Фатима поняла, что нужно привести какие-нибудь дополнительные доводы, но так как их у нее не было, она повторила то, что уже говорила вчера: как стало известно следопытам от уважаемого Акберды, у аксакала Исангула хранились какие-то важные бумаги, связанные с именем Василия Константиновича Блюхера.

— Э! — сказал председатель. — Э! э! Верно! Есть! Письмо самого Блюхера есть.

— Но нам ведь только посмотреть! — взмолилась Фатима.

— Понимаю, понимаю! Однако исполнительный комитет Тавлыярского сельского Совета депутатов трудящихся Башкирской АССР решил передать все реликвии, хранившиеся у аксакала Исангула, в архивный фонд. Ведь неизвестно, в чьи руки они попадут, если, по устаревшему обычаю, пустить их из аула в аул! Да и нет особой необходимости в этом. В наше-то время! Все, что принадлежало роду или племени, принадлежит народу. Так или не так?

— Так, — прошептала Фатима.

— Так. А ты, Фатима, являешься свидетелем акта приема-передачи всего этого, — он обвел глазами гору бумаг, папок и коробок, лежавших на столе, — сельскому Совету. Историческое событие! Э! На смену старым, отжившим традициям приходят новые, передовые, советские! Ясно?

— Ясно, Ильяс-агай.

— А раз ясно это, то должно быть понятно и то, что, когда все будет пронумеровано, подшито, заактировано и поступит в музей, не только твоя группа, но все пионеры Башкирии, а если угодно, и всего Союза смогут ознакомиться с нашими документами.

— Но нам бы хотелось сейчас… — робко вставила Фатима.

— Сейчас? Как думают депутаты?

— Раз пионеры интересуются, надо помочь, — сказала женщина и улыбнулась.

— Помочь? Ну что ж, мы поможем, — кивнул председатель. — Но это не значит, что все туристы придут сюда и перевернут вверх дном эти драгоценные бумаги. Мы разрешим прочесть их только вожатой. Э? Дом небольшой, все не поместятся.

Фатиме был крайне неприятен такой поворот председательской мысли: ведь, в конце-то концов, поход для ребят, а не для нее. И именно ребята в первую очередь должны видеть бумаги и, скажем, собственноручную подпись Блюхера.

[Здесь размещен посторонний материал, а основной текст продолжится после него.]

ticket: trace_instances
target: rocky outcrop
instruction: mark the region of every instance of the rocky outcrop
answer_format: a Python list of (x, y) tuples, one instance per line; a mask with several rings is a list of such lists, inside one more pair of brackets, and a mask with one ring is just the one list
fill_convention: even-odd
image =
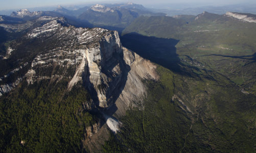
[(225, 15), (235, 18), (242, 21), (256, 23), (256, 17), (249, 16), (249, 14), (227, 12), (226, 13)]
[[(142, 79), (156, 79), (155, 66), (123, 47), (117, 32), (63, 27), (59, 23), (60, 20), (64, 22), (62, 19), (52, 18), (27, 34), (28, 39), (51, 36), (59, 40), (54, 49), (43, 52), (34, 59), (26, 74), (29, 83), (66, 77), (71, 79), (67, 87), (70, 90), (82, 82), (99, 108), (108, 108), (118, 99), (125, 103), (127, 106), (123, 107), (127, 108), (129, 101), (144, 96), (146, 89)], [(50, 75), (42, 70), (54, 67), (61, 69), (53, 70), (55, 72)], [(67, 73), (74, 68), (75, 71)]]
[[(36, 54), (31, 55), (32, 60), (26, 64), (28, 71), (20, 79), (29, 84), (64, 80), (68, 83), (64, 92), (76, 85), (85, 87), (91, 99), (83, 104), (84, 109), (102, 113), (101, 121), (85, 129), (84, 143), (92, 148), (97, 139), (104, 135), (104, 140), (107, 139), (107, 129), (114, 133), (119, 130), (118, 119), (126, 110), (143, 105), (142, 100), (147, 96), (143, 80), (158, 79), (156, 66), (122, 46), (116, 31), (77, 28), (64, 18), (44, 16), (33, 24), (36, 23), (42, 25), (28, 30), (18, 43), (12, 45), (14, 52), (22, 42), (28, 48), (38, 45)], [(1, 89), (9, 92), (21, 80)], [(103, 121), (106, 124), (101, 125)]]
[(110, 8), (107, 7), (105, 6), (103, 6), (100, 4), (96, 4), (90, 7), (90, 9), (96, 12), (99, 12), (101, 13), (105, 13), (108, 11), (111, 12), (113, 12), (114, 11)]

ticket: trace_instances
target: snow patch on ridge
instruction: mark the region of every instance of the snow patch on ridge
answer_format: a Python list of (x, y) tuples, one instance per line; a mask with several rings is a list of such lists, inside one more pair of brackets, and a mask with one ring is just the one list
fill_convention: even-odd
[(108, 11), (110, 11), (111, 12), (113, 12), (114, 10), (112, 10), (110, 8), (106, 7), (104, 6), (96, 4), (95, 6), (92, 6), (90, 8), (90, 9), (96, 12), (99, 12), (102, 13), (105, 13)]
[(226, 15), (229, 17), (234, 17), (243, 21), (256, 23), (256, 19), (251, 17), (248, 17), (247, 15), (240, 14), (238, 13), (227, 12)]
[(108, 128), (109, 128), (114, 133), (117, 133), (119, 131), (119, 128), (122, 123), (112, 116), (107, 115), (104, 113), (102, 114)]

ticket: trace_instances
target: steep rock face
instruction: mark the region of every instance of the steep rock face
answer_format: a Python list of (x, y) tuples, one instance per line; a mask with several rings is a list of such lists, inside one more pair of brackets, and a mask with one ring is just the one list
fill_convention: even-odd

— Может, разрешите хоть капитану присутствовать?

— Капитану? Ладно, разрешаю…

Фатима кликнула Юлая и, когда он входил, шепнула:

— Кеды сними! Видишь, как пол выскоблен!

Юлай сбросил кеды и громко поздоровался.

Взрослые ответили ему кивками.

— Как тебя зовут? — спросила женщина.

— Юлай.

— Ну, Юлай, давай помогай! — рифмованно пошутил председатель и взялся правой рукой за угол сундука, стоявшего у стены.

Юлай проворно подбежал к сундуку, встали из-за стола депутаты-мужчины и тоже ухватились за сундук. Совместными усилиями вытащили его на середину комнаты к столу.

Внутри этого большого сундука оказался малый, изящный, обитый кожей, с крышки которого свисала вишневого цвета шелковая бахрома. Этот сундучок был заперт. Его открыли ключом, который покойный аксакал всегда носил у себя на поясе.